Results
Literature screening and characteristics of eligible studies. A total of 233 articles were identified using the search strategies, including 113 articles from PubMed, 5 articles from Cochrane library, 115 articles from Web of Science. Totally, 184 articles were excluded after careful filtration. Among them, 148 articles were duplicates and 36 had inappropriate abstracts and titles. Then the left 49 full-text articles were assessed for their eligibility, which contains 8 articles without diagnostic method, 13 articles without exact data on recurrence rates, 11 articles without using F. nucleatum , B. fragilisor E. coli as the single biomarker and 6 articles with other chemotherapeutics included. Finally, 11 articles were included in this meta‑analysis, which involved 443 participants (200 CRC patients with high F. nucleatum abundance and 243 CRC patients with lowF. nucleatum abundance, 144 CRC patients with high B. fragilis abundance and 121 CRC patients with low B. fragilisabundance, 400 CRC patients with high E. coli abundance and 26 CRC patients with low E. coli abundance). The selection process is illustrated in Figure 1.

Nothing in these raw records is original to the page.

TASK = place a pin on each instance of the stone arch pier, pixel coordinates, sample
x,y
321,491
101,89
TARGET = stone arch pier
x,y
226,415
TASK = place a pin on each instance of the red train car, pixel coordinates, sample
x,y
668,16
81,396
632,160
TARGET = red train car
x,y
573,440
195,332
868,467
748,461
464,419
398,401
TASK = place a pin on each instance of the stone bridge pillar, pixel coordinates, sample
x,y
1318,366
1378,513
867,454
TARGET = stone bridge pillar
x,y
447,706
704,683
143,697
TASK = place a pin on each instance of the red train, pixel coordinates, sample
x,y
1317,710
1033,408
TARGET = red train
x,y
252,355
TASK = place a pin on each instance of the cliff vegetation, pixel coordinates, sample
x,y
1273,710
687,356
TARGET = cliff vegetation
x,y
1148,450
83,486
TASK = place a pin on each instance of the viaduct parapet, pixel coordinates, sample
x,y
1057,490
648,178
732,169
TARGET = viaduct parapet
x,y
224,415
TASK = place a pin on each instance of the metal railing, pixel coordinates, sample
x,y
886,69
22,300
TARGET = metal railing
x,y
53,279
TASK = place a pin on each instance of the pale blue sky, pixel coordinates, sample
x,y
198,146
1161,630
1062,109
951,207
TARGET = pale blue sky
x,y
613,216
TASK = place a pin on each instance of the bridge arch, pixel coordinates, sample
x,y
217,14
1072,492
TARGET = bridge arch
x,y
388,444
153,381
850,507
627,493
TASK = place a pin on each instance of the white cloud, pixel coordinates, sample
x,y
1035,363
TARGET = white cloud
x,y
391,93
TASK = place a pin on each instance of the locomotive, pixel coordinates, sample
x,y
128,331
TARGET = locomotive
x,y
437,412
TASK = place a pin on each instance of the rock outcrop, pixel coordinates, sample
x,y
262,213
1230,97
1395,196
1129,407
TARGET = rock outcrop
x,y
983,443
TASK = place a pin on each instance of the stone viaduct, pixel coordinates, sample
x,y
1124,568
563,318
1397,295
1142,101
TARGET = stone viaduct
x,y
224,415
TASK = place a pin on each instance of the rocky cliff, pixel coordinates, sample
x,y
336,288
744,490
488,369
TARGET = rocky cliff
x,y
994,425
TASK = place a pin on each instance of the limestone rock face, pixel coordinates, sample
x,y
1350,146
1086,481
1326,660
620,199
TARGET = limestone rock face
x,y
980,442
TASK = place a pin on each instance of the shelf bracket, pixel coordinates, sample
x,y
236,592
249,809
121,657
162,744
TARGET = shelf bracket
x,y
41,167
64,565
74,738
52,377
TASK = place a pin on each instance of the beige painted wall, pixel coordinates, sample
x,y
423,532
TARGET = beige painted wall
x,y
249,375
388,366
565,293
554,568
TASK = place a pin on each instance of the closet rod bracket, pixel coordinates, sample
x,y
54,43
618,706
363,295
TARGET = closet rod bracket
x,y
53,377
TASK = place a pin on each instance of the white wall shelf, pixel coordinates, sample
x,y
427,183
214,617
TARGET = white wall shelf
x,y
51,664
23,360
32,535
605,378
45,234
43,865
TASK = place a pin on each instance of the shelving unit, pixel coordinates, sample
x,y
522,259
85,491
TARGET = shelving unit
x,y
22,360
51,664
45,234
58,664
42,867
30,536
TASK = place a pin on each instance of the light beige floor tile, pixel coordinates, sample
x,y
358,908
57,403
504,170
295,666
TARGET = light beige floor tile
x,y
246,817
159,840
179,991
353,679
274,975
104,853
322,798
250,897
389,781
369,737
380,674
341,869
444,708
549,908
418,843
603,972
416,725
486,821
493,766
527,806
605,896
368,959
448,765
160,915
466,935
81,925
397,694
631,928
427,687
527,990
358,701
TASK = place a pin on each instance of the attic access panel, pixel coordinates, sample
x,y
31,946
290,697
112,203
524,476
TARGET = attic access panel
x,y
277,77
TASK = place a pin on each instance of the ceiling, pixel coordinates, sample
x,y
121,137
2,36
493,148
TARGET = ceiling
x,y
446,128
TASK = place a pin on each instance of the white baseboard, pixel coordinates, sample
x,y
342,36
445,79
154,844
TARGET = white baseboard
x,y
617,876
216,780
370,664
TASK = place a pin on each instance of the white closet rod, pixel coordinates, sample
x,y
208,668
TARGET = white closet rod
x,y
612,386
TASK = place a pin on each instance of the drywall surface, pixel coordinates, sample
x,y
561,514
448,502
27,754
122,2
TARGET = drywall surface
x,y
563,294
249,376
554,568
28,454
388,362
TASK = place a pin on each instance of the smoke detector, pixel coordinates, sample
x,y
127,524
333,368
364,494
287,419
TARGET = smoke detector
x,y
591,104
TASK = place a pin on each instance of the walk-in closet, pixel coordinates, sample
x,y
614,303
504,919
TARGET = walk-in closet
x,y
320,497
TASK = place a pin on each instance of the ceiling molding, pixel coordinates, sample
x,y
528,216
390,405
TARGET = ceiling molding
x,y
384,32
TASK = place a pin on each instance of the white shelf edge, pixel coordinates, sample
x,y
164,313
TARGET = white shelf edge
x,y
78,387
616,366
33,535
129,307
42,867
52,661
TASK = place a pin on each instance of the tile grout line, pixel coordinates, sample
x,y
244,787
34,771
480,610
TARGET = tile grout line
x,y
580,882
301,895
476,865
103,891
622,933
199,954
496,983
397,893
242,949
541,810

Basic characteristics and diagnostic performance of F. nucleatum ,B. fragilis or E. coli in these 11 studies are shown in Table 1. Fecal gut microbiota was evaluated by RNA in situhybridization (RNA-ISH), quantitative real-time PCR (RT-PCR), droplet digital PCR or multiplex PCR. All studies included in the meta-analysis used the histopathological examination as the gold standard. Figure 2 shows an overview of the methodological quality results. In general, the overall quality of the eligible studies was high.
Heterogeneity. It is known that the threshold effect, one source of heterogeneity, can be determined by calculating the Spearman correlation coefficient between sensitivity and specificity for all included studies. However, in our meta-analysis, Spearman’s rank correlation coefficient was -0.94, calculated by an equation using logarithm of sensitivity and 1-specificity. SROC distributed advisably (AUC: 0.79, 95% CI: 0.74-0.81; Figure 3), which indicated no statistical significance (P = 0.83). Then we performed the meta-regression based on the variables, including ethnicity, median age, detection methods, CRC patients’ number, sample size of 5-FU resistance to explain this heterogeneity (Table 1). Among the five factors, sample size of 5-FU resistance was identified as statistically significant (P = 0.012), indicating that sample size of CRC patients with 5-FU resistance was responsible for the relatively high heterogeneity.
Diagnostic performance in meta-regression analysis. As forest plot revealed significant heterogeneity between studies, single‑factor meta‑regression analysis was applied to screen the potential variables impacting on the pooled data. The performance of F. nucleatum for 5-FU resistance of CRC is shown in forest plot (Figure 4): pooled sensitivity: 0.65 (95% CI:0.60-0.69), specificity: 0.70 (95% CI:0.59-0.87), PLR: 2.57 (95% CI:1.47-3.21), NLR: 0.52 (95% CI:0.43-0.63) and DOR: 4.92 (95% CI:2.23-7.33). In contrast, the performance of B. fragilis for 5-FU resistance of CRC is lower than F. nucleatum (Figure 4): pooled sensitivity: 0.51 (95% CI:0.42-0.54), specificity: 0.36 (95% CI:0.21-0.53), PLR: 0.82 (95% CI:0.79-0.95), NLR: 1.55 (95% CI:1.01-1.62) and DOR: 0.53 (95% CI:0.31-0.82). The performance of E. coli for 5-FU resistance of CRC manifested remarkably higher sensitivity but poor specificity (Figure 4): pooled sensitivity: 0.93 (95% CI:0.90-0.95), specificity: 0.06 (95% CI:0.04-0.92), PLR: 0.99 (95% CI:0.94-1.05), NLR: 1.57 (95% CI:0.87-1.76) and DOR: 0.63 (95% CI:0.57-0.76).